$24
Overview of the assignment
In this assignment, students will complete two tasks. The goal of these two tasks is to let students get familiar with Spark and do data analysis using Spark. In the assignment description, the first part is about how to configure the environment and data sets, the second part describes the two tasks in details, and the third part is about the files the students should submit and the grading criteria.
Spark Installation
Spark can be downloaded from the official website:
http://spark.apache.org/downloads.html
Spark 1.6.1 combined with Hadoop 2.4 is recommended. The interface of Spark official website is shown in the following figure.
Scala Installation
Please refer to the Spark slides
Python Configuration
You need to add the paths of your Spark (path/to/your/Spark) and Python (path/to/your/Spark/python) folders to the interpreter’s environment variables named as SPARK_HOME and PYTHONPATH, respectively.
Data
Please download the data from MovieLen over the following link:
https://grouplens.org/datasets/movielens/
You are required to download data sets. It is ml-1m.zip, which size is 6 MB. The zip file contains three dat files and one readme file. The files users.dat, ratings.dat and
movies.dat are needed for the tasks. The description of the data is provided in the README file.
Task1: (40%)
Students are required to calculate each movie’s average rating based on gender of the user. The ratings.dat and users.dat file are needed for this task.
Result format:
Save the result as one text file.
The result is ordering by movieId, gender in ascending order
The result file includes three columns movieId, gender, avg. ratings.
The following snapshot is an example of result for task 1. It shows the exact format of the result.
Task2: (60%)
Students are required to calculate the average rating of each movie genres based on the gender of the user. The ratings.dat, movies.dat and users.dat files are required for
this task.
Result format:
Save the result as one text file.
There are three columns in the result file.
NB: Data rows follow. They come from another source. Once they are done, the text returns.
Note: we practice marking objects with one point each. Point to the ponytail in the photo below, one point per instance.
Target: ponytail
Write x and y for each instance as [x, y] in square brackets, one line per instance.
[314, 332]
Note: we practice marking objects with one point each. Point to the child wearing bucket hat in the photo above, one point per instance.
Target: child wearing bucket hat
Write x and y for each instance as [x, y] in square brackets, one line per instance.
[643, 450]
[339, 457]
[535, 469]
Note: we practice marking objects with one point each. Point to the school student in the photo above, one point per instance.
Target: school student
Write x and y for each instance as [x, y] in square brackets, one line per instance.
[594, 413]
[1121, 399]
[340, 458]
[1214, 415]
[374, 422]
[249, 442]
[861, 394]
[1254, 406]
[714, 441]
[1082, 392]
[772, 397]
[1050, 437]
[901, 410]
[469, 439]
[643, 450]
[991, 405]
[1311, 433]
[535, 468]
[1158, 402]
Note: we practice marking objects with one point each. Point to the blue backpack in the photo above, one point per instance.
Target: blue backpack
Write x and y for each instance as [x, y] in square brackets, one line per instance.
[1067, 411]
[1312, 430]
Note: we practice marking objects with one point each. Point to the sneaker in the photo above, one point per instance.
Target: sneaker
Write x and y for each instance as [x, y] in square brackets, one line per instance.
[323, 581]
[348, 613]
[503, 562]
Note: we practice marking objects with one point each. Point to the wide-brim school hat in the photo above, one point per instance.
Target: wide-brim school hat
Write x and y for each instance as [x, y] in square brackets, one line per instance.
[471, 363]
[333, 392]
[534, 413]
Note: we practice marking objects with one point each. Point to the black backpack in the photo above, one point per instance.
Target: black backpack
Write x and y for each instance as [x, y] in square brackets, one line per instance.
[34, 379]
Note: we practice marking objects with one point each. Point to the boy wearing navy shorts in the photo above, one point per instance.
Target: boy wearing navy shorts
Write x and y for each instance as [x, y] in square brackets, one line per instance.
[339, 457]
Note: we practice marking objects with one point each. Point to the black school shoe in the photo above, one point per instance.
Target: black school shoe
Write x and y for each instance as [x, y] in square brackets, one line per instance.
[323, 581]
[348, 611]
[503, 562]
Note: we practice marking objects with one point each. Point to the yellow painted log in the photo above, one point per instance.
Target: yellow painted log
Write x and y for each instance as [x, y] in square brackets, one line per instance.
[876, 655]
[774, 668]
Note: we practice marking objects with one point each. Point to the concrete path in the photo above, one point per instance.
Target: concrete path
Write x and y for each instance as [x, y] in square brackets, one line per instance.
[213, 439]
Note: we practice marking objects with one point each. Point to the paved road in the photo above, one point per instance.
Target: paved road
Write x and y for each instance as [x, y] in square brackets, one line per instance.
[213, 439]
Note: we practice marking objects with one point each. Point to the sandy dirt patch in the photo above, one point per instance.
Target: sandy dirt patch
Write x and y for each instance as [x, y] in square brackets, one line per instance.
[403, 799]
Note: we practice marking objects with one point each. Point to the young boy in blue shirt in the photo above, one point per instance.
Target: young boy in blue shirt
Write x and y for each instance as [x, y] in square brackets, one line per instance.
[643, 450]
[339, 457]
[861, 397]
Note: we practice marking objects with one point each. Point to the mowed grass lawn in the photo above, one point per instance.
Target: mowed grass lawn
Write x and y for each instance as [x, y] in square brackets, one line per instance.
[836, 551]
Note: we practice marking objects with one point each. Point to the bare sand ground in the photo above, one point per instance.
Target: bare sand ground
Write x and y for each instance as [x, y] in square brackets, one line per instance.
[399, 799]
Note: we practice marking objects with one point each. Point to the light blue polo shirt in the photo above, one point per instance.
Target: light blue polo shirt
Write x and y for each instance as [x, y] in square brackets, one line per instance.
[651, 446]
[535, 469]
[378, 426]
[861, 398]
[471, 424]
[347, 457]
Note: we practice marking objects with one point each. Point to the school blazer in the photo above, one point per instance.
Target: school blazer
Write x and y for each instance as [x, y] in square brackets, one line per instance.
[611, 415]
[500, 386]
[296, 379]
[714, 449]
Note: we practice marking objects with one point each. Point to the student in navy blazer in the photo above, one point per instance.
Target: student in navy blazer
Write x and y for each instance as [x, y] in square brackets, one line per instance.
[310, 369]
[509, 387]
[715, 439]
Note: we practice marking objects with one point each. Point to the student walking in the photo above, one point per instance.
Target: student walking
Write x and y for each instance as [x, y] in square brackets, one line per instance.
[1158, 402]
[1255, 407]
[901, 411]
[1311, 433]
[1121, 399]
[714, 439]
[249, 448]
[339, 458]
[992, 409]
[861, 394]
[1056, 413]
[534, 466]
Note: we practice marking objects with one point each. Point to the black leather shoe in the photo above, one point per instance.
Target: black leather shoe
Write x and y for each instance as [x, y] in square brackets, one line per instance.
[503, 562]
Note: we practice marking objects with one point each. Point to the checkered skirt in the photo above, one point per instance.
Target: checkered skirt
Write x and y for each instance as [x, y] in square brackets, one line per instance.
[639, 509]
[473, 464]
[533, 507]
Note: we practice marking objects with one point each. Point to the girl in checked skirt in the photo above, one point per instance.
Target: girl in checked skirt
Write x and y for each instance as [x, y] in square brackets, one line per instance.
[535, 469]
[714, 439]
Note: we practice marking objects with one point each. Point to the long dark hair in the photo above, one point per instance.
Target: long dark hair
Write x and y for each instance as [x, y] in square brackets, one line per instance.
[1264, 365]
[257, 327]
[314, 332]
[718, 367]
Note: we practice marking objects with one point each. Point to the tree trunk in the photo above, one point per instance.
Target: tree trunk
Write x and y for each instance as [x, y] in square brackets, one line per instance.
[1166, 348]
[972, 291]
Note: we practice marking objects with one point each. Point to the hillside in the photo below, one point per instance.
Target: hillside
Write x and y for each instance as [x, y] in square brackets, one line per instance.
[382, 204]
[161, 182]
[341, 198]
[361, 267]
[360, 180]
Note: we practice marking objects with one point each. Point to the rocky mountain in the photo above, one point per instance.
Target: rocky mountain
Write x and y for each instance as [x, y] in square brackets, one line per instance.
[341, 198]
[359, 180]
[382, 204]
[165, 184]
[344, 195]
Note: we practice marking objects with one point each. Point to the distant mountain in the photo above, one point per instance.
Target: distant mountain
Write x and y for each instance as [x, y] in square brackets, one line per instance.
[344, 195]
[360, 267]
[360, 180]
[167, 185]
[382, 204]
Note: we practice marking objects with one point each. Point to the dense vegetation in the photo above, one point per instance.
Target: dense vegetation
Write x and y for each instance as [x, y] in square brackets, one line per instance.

The first column is the genres’s name. the second column is the gender and the third column is the avg. ratings. Also, the file should be sorted according to the genres' name in ascending order.
The following snapshots is an example of result for task 2. It shows the exact format of the result.
What you need to turn in:
Source codes for two tasks (you can use either Python or Scala) and name it as Firstname_Lastname_task1 and Firstname_Lastname_task2, respectively. (For example, Priyambada_Jain_task1.py)
Result files of two tasks for large and small data sets and name it as Firstname_Lastname_result_task1.txt, Firstname_Lastname_result_task2.txt
Readme documents: please describe how to run your program in this document.
If you use Scala, please submit the jar package as well and name them as Firstname_Lastname_task1.jar and Firstname_Lastname_task2.jar.
Zip the above files and name it as Firstname_Lastname_HW1.zip
Grading Criteria:
Your codes will be run according to your Readme file. If your programs cannot be
run with the commands you provide, your submission will be graded based on the result files you submit and 20% penalty for it.
If the file generated by your program is unsorted, there will be 20% penalty.
If your program generates more than one file, there will be 20% penalty.
The deadline for assignment 1 is 09/20 midnight. There will be 20% penalty for late submission.
Also, as described for Scala implementation 10% bonus will be awarded.